Nous avons montré tout d’abord que la traduction des UP est foncièrement arbitraire parce qu’elle peut toujours être sémantique et ne pas reproduire le caractère phraséologique ou métaphorique de la LD. En outre, la traduction des UP est doublement conventionnelle d’un point de vue sémiotique : d’une part du point de vue de la relation référentielle conventionnelle entre deux unités lexicales de langues différentes, et d’autre part du point de vue des relations sémantiques entre deux expressions de langues différentes, c’est-à-dire par la nature conventionnelle de l’équivalence qui s’appuie sur une relation d’identité de sens s’exprimant de façon conventionnelle.

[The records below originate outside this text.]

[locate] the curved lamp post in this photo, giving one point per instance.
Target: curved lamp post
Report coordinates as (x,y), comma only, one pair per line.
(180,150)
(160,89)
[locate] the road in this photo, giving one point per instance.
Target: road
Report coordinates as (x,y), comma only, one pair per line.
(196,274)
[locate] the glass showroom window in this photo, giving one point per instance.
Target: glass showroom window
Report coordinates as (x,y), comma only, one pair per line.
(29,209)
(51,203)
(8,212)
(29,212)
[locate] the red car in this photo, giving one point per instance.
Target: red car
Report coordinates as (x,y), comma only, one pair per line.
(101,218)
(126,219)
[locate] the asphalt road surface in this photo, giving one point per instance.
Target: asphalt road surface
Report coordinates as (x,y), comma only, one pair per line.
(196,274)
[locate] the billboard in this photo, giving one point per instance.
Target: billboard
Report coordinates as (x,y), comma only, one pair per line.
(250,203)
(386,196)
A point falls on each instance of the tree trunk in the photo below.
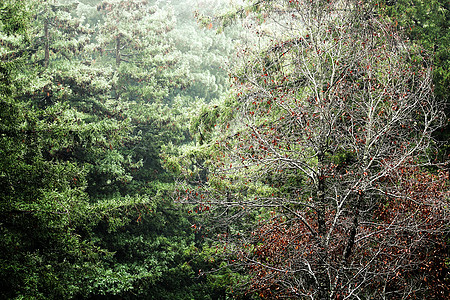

La particularité de la traduction des UP tient au fait que le procédé d’équivalence des UP peut aussi être considéré comme une correspondance dans la mesure où la traduction est stable et générale, et dans la mesure aussi où la correspondance ne se limite pas à la traduction littérale. Cette particularité de la traduction des UP s’explique certainement par le fait que celles-ci sont des unités lexicales, sauf peut-être en ce qui a trait à leur caractère arbitraire. Du fait que la traduction des UP est arbitraire et conventionnelle, les méthodes d’enseignement d’une langue étrangère ont beaucoup à offrir aux étudiants dans l’apprentissage de la traduction des UP et la théorie de la traduction a beaucoup à gagner, du point de vue de l’adéquation entre la théorie et la pratique, à envisager les notions d’équivalence et de correspondance non pas comme des oppositions, mais comme des méthodes ou procédés complémentaires de traduction.